Category: Non-fiction
Publisher: Hachette Books
Rights: World rights available (excluding Indian subcontinent)
In 2020, when the coronavirus pandemic triggered governments across the world to instate lockdowns, several Indian states adopted digital contact tracing and the use of drones to monitor and map citizens. Although this paved the way for social control through surveillance becoming the ‘new normal’, rampant news about information leaks and breaches by apps, spy softwares and social media platforms have awakened Indian citizens to how their privacy is being persistently compromised. With inadequate and outmoded laws for privacy, and disparate institutions normalizing privacy violations of personal information in the name of national security, about individual data and the use it’s being put to have hit a peak.

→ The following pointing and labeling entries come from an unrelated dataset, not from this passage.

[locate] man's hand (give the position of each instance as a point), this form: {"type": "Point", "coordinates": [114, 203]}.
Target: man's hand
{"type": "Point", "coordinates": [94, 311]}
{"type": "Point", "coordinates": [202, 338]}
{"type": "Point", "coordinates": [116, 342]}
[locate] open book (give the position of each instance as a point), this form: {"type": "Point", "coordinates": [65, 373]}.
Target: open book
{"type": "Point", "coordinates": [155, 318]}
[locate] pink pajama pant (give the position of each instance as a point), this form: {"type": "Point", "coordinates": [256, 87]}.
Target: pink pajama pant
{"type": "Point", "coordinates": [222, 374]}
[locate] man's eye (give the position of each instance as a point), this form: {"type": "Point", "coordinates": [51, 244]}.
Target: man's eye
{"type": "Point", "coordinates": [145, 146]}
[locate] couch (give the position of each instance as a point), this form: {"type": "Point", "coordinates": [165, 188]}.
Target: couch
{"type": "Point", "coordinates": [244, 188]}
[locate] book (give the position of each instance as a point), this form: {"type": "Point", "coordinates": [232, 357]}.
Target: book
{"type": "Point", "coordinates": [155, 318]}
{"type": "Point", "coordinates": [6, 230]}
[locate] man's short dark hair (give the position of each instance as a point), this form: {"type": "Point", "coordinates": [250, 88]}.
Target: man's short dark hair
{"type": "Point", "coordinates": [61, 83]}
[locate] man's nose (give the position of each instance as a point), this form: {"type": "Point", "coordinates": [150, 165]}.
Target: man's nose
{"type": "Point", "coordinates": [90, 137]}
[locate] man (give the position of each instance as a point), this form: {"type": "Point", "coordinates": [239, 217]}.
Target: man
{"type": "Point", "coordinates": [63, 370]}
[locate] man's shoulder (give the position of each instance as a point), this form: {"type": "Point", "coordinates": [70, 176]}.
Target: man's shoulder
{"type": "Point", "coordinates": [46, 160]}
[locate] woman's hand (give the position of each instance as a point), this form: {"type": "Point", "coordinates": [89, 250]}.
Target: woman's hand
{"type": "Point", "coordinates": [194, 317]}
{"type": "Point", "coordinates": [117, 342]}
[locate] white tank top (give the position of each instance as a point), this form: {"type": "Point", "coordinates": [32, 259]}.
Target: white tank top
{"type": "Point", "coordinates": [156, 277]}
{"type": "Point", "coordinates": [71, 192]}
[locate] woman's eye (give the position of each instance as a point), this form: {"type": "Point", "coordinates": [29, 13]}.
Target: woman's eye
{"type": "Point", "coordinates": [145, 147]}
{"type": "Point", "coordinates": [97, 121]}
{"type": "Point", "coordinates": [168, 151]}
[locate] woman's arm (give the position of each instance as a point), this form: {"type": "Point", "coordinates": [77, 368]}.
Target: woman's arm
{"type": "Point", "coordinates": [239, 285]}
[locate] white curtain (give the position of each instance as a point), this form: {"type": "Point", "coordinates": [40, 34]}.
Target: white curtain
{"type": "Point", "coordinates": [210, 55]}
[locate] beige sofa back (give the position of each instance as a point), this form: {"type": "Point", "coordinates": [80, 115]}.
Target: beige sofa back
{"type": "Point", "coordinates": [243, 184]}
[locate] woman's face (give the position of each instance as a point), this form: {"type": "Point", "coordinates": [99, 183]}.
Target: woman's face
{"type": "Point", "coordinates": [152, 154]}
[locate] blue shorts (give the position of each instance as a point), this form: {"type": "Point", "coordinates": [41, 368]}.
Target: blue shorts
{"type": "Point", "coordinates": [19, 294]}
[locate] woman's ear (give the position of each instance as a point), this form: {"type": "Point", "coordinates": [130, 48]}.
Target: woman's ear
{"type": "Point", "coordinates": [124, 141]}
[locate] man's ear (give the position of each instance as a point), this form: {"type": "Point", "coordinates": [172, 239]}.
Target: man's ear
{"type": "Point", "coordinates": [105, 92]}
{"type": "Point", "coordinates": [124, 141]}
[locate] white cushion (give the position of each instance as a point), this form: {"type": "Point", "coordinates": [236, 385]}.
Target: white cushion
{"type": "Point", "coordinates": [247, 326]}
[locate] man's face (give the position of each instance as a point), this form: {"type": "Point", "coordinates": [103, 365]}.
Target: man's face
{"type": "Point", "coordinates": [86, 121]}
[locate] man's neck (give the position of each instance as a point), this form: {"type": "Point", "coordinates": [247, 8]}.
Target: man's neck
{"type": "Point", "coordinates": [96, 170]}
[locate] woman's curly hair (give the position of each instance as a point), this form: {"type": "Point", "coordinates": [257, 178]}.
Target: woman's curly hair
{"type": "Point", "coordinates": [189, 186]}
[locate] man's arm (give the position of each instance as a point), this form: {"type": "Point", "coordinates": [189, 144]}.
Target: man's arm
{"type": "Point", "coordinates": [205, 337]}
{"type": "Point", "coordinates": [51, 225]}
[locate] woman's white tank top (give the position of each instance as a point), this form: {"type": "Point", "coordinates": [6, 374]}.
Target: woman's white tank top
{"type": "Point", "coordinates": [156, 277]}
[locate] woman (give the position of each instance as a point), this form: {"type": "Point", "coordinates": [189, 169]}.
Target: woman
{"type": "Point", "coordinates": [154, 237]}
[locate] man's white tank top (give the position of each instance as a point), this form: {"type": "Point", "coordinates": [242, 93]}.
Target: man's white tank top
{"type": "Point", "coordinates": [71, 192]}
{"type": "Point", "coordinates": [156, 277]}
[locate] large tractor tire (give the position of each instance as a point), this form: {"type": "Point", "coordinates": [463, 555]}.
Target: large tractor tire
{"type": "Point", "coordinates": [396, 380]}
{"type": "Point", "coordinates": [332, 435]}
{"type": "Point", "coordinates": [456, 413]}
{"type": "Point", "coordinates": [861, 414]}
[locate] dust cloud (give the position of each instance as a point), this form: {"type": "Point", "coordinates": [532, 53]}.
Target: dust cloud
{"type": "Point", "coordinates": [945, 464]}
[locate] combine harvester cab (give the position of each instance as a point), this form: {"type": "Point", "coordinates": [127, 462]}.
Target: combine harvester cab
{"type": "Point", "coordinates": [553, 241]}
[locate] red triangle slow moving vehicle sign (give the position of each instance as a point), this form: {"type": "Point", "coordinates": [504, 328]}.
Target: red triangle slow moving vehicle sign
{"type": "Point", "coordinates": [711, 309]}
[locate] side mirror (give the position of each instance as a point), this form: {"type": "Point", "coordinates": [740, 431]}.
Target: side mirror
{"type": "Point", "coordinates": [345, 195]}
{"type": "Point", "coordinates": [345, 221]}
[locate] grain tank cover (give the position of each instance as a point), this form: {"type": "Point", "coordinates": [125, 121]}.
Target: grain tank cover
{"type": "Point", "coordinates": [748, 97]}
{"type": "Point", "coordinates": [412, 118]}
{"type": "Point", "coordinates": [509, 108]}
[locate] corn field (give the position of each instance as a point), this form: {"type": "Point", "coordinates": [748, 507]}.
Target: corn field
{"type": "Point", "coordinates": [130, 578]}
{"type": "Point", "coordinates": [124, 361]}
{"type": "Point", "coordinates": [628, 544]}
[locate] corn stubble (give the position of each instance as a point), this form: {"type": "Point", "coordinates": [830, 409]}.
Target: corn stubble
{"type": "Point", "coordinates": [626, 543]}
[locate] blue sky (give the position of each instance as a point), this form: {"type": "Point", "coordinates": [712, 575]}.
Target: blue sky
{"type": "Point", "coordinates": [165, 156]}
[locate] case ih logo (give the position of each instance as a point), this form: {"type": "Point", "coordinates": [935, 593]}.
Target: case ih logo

In What Privacy Means, Siddharth Sonkar analyses the history and understanding – both cultural and political – of privacy in India and establishes why objecting to interference with privacy is the pressing need of the day. Taking a deep dive into the grating realities of individual privacy, he addresses crucial questions around how, in India, a citizen’s privacy is hardly ‘private’. In the process, he urges us to question whether in India, where boundaries between the personal and public are increasingly becoming blurred, relationships of trust between governments, corporations and individual citizens can at all be rebuilt.
Today, when our privacy is in the process of being invaded, constantly and insidiously, Sonkar’s incisive, revelatory and thought-provoking book provides a roadmap for everyone who is unsure of the rights they are entitled to as they continue to live their lives online.